You’ve now identified which peak in your fitness landscape appears optimal to work with. Now you can hone your data and evaluate it towards your business decisions.
Preparing Data: Fitting your Purpose
Through awareness, curation, and discovery, you’ve identified those sources of data most likely of use in and relevance to your business problem. Discovery helps ascertain the steps you need to make that data fit for purpose. Now you need to prepare it. And that’s still a sizable task, often estimated at 50-80% of a data scientist’s time.

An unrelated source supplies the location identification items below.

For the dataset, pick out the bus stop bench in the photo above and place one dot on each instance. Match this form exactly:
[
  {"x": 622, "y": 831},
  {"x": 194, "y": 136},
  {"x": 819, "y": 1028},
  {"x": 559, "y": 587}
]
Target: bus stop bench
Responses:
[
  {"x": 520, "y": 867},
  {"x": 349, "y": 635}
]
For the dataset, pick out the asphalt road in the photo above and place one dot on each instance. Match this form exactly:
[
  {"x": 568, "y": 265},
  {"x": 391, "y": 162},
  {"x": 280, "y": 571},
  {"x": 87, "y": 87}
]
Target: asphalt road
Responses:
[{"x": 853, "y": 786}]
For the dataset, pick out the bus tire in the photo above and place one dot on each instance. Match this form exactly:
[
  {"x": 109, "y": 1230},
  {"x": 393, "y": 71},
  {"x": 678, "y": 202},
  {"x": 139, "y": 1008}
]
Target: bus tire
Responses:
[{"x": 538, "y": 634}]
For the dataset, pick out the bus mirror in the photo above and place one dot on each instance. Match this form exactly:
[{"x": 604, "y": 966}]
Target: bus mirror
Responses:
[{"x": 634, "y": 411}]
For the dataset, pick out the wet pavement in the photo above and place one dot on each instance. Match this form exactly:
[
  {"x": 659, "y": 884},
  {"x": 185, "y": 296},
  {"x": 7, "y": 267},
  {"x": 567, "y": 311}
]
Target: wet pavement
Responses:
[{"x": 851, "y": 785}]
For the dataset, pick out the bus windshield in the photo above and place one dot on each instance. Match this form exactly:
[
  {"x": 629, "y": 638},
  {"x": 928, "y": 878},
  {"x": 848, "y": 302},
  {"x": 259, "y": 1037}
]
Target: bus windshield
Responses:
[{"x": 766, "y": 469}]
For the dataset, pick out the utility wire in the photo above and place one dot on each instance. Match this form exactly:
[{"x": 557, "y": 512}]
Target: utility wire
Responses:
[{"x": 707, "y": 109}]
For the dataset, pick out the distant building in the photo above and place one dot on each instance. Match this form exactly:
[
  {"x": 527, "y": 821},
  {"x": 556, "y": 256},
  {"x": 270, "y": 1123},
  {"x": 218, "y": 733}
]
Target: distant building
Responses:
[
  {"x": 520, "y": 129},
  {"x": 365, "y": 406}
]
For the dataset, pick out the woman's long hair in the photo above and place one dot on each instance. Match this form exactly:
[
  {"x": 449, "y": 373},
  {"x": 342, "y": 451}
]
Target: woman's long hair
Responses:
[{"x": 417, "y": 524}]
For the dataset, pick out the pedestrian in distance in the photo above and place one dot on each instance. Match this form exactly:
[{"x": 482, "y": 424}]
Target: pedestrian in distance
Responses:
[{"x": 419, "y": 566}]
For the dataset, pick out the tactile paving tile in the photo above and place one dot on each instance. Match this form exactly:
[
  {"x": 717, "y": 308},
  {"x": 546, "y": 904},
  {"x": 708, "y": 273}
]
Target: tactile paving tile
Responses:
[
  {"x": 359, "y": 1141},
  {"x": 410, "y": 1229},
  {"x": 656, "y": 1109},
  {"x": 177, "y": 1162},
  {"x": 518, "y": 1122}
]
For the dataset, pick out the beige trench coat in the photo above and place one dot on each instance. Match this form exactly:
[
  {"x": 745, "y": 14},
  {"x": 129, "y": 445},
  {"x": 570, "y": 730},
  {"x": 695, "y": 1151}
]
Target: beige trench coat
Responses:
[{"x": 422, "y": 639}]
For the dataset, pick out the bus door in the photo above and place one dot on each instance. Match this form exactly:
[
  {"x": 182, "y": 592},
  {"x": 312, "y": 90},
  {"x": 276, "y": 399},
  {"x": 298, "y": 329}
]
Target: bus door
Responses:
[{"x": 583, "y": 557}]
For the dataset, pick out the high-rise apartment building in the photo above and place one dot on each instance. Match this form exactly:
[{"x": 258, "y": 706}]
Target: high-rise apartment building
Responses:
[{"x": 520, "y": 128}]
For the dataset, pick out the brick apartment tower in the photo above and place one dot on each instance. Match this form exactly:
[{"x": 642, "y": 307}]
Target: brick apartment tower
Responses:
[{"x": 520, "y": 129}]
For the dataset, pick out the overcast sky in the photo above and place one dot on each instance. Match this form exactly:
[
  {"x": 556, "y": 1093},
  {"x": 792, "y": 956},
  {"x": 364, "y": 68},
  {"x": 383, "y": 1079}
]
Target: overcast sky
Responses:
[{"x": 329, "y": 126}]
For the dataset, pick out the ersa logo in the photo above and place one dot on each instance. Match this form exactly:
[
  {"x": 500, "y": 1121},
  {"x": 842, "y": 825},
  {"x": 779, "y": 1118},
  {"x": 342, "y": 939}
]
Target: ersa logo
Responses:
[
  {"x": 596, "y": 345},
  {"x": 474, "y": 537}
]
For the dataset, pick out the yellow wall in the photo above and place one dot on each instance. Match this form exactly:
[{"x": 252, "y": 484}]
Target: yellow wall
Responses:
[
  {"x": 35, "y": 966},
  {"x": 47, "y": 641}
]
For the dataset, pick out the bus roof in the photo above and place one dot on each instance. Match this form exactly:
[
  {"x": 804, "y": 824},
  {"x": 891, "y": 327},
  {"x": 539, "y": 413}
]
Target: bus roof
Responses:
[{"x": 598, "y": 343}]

Preparation of data is an evolutionary process. It’s likely that additional data is needed and must be evaluated together. It typically requires iterations to filter what’s needed or not needed, join data sources together, and assess results. The outputs of such work may be processes and data sets that meet adhoc needs or that drive ongoing business decisions. Establishing metrics at this point is useful to measure how well the data meets your needs – and these metrics can become the measures used to track the data over time. Ideally, the steps taken and the metrics applied become part of the catalog of data that can give added value to other users. As the IBM Think Leaders noted, “companies will prioritize data sets that provide a real competitive advantage.”
The Evolving Landscape
The data is not the end goal, though. You’ve used the data to address a business problem. It’s important to assess not only the data, but whether the business problem has been resolved. On the fitness landscape, this is where you look to see if you’re on the right peak. Have you asked the right questions upfront? Or has the business problem changed in a way that the questions must be asked anew, possibly requiring different data. In an era of rapid business change and disruption, we see whole-scale changes to both underlying business questions and available data.
It is an ever-evolving data landscape in the quest to survive as a business.